Senza Chiesa cambia soprattutto il modo di attaccare
L’assenza di Chiesa sposta il discorso più sulla natura dell’attacco che sul semplice nome da sostituire. Chiesa è il giocatore che più facilmente rompe una gara con un’accelerazione o con una giocata verticale improvvisa. Senza di lui, l’Italia rischia di essere meno esplosiva ma può diventare più associativa, più legata ai movimenti interni e alle connessioni tra trequartisti e punte. Cambiaghi entra in questo contesto come opzione diversa: meno peso simbolico, più freschezza, più disponibilità alla corsa e all’ampiezza.
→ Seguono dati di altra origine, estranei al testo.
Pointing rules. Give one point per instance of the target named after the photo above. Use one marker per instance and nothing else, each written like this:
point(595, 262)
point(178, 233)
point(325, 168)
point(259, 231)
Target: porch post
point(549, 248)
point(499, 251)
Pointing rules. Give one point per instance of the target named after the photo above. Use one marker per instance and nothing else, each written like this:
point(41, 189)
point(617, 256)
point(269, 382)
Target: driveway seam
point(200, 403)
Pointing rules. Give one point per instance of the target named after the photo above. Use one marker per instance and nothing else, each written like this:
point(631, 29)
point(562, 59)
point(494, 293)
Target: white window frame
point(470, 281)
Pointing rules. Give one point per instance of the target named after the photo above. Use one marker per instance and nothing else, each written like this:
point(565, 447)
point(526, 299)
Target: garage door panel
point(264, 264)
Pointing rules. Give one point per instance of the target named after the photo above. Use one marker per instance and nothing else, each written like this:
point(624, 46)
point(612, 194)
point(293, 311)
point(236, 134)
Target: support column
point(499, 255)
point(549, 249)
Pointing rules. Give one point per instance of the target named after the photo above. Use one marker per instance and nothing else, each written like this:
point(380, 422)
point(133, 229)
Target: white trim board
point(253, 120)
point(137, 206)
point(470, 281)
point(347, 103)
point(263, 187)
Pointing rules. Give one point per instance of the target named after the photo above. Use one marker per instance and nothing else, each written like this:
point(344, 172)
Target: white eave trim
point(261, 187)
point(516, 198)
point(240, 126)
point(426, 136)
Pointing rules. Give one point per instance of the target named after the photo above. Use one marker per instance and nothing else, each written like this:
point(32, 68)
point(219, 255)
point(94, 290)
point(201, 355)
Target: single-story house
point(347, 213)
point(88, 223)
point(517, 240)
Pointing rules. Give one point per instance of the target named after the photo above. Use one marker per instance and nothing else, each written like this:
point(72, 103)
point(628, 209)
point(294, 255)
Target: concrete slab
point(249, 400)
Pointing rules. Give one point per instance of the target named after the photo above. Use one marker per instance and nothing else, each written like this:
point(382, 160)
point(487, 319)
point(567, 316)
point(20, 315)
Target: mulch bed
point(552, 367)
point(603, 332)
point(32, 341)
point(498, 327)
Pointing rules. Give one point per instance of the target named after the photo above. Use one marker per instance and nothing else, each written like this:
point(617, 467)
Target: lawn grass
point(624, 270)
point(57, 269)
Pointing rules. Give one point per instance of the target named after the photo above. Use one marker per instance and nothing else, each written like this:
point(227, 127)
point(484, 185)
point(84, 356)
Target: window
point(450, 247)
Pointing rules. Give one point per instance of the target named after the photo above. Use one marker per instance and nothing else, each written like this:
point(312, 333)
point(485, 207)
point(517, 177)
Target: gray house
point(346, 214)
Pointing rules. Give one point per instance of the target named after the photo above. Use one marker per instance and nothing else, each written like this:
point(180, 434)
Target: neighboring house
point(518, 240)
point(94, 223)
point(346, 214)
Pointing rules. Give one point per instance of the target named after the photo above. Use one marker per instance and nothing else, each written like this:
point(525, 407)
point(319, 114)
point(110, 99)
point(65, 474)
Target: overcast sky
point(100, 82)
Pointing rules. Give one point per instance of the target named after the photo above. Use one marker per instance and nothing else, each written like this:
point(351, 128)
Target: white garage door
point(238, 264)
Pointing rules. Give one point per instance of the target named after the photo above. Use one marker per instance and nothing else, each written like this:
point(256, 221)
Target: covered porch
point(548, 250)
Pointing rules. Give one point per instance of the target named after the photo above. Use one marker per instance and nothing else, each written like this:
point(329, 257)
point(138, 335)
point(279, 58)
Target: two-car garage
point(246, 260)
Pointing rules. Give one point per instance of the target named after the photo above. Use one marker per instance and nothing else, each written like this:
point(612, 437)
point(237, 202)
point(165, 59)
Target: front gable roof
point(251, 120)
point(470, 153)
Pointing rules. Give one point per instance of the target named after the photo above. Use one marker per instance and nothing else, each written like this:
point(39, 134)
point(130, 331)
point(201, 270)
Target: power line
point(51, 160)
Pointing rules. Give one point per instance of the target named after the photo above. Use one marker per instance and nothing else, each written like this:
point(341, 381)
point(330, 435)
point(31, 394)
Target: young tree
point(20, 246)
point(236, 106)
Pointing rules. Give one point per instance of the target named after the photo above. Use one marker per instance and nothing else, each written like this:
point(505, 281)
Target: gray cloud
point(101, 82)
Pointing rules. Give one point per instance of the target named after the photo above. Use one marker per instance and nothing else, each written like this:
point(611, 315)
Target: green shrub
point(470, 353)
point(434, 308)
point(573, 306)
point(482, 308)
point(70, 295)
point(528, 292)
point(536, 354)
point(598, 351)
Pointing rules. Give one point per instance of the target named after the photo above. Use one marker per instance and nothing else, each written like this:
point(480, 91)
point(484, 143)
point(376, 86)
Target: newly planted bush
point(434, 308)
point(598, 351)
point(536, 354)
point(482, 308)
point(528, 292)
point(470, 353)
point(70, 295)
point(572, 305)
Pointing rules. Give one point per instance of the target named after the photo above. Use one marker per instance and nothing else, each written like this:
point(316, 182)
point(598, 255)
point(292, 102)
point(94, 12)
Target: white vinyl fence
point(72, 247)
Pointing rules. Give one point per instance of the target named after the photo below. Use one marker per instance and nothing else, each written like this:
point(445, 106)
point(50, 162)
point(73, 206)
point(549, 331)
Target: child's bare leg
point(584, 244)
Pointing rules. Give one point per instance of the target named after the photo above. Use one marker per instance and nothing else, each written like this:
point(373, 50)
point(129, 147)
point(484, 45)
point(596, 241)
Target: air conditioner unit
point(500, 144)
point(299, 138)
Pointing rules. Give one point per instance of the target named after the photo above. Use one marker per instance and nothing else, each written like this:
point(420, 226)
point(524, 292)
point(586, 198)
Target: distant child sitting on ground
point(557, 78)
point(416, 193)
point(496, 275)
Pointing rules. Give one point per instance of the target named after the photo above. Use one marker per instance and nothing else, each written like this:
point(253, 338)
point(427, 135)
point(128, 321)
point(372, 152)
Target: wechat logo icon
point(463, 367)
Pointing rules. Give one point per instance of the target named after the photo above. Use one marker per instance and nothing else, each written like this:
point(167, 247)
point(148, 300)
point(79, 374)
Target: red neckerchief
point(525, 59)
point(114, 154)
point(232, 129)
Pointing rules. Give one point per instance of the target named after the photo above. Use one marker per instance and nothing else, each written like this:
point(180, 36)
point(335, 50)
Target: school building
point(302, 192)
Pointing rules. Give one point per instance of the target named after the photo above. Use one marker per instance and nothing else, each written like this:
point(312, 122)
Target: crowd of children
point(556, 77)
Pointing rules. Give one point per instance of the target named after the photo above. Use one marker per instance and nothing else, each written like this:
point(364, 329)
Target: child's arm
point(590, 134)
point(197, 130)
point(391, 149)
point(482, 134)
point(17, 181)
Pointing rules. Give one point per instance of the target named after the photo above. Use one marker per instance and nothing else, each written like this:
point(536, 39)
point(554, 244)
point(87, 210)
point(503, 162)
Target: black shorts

La lista degli attaccanti convocati offre comunque parecchi spunti: oltre a Cambiaghi, ci sono Francesco Pio Esposito, Moise Kean, Matteo Politano, Giacomo Raspadori, Mateo Retegui e Gianluca Scamacca. Non è un reparto corto, ma è un reparto che adesso deve capire da chi farsi trascinare. Retegui porta presenza da centravanti puro, Kean attacca la profondità, Scamacca offre fisicità e gioco spalle alla porta, mentre Raspadori e Politano possono aiutare a cucire il possesso negli ultimi trenta metri. La domanda non è soltanto chi giocherà, ma quale combinazione restituirà all’Italia il miglior equilibrio tra controllo e pericolosità.
La partita chiede lucidità prima ancora che brillantezza
Il rischio più grande, in gare come questa, è confondere il dovere di comandare con il bisogno di forzare tutto. L’Italia dovrà certamente fare la partita, ma dovrà farla con ordine. L’Irlanda del Nord porterà inevitabilmente dentro il match il suo calcio di duelli, seconde palle, aggressività e letture semplici. Agli azzurri toccherà il compito più difficile: mantenere il controllo del pallone senza perdere profondità, costruire occasioni senza allungarsi e restare compatti anche nel caso in cui il gol dovesse tardare. È un equilibrio sottile, e proprio per questo la partita di Bergamo dirà molto anche sulla maturità della nuova gestione tecnica. In definitiva, il nodo non è soltanto la qualificazione. È il modo in cui l’Italia deciderà di affrontare una notte così pesante. Il raduno di oggi, la sostituzione di Chiesa con Cambiaghi, il tutto esaurito di Bergamo e la scelta di affidarsi a una spina dorsale molto riconoscibile raccontano una squadra chiamata a essere subito adulta. Gattuso riparte da qui: da uno stadio pieno, da un gruppo che conosce il valore della pressione e da una partita che impone di essere concreti. Per il resto, come spesso accade nel calcio di marzo, conterà soprattutto la capacità di restare lucidi quando il pallone comincerà davvero a pesare.